The number of theoretical stages (trays) was determined from the peak base width W as

$$N = 19{{\left( {\frac{{{{i}_{{\max }}}}}{W}} \right)}^{2}}.$$
(2)

RESULTS AND DISCUSSION

The distribution coefficients K calculated by Eq. (1) were K1 = 0.10 for caffeine and K2 = 0.46 for coumarin. The numbers of theoretical stages according to Eq. (2) was N1 for caffeine and N2 = 26 for coumarin.
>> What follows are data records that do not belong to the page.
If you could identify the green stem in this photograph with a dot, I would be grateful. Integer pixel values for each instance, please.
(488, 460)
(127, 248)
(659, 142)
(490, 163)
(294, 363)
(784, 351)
The experimental concentration curves at the outlet from the setup are plotted in Fig. 2 in the absorbance (mAu)–time (s) coordinates for different conditions of mixture loading into the apparatus in the regime with eluent recycling. As can be seen from the experimental curves, the separation of components is attained after two cycles (after two passages of the separated mixture through the setup). As can be seen from the experimental curves, the separation of components is attained after two cycles (after two passages of the separated mixture through the setup). When the load is increased from 1 to 40 injections, the separation efficiency of the components becomes slightly worse, but productivity grows many times. Moreover, as follows from the comparison of Figs. 2a–2e, the concentration of components in the separated fractions grows by more than an order of magnitude, when the separated mixture load is increased from 1 to 40 injections.

Fig. 2.
figure 2

Experimental concentration curves of components at the outlet from the setup for two sequential loadings of the binary caffeine–coumarin mixture for the separation process performed under mobile phase recycling conditions at different separated mixture loads into the setup by (a) 1, (b) 10, (c) 20, (d) 30, and (e) 40 injections.

CONCLUSIONS

The results demonstrate the possibility and prospects of organizing the continuous chromatographic extraction process for the separation of components in a cascade of consecutively connected extraction columns in the regime of flowing (mobile) phase recycling. For the intensification of mass transfer, especially in cases when the extraction process is accompanied by a chemical reaction at the phase interface, it is possible to use multistage (sectioned) columns with stirrers [17].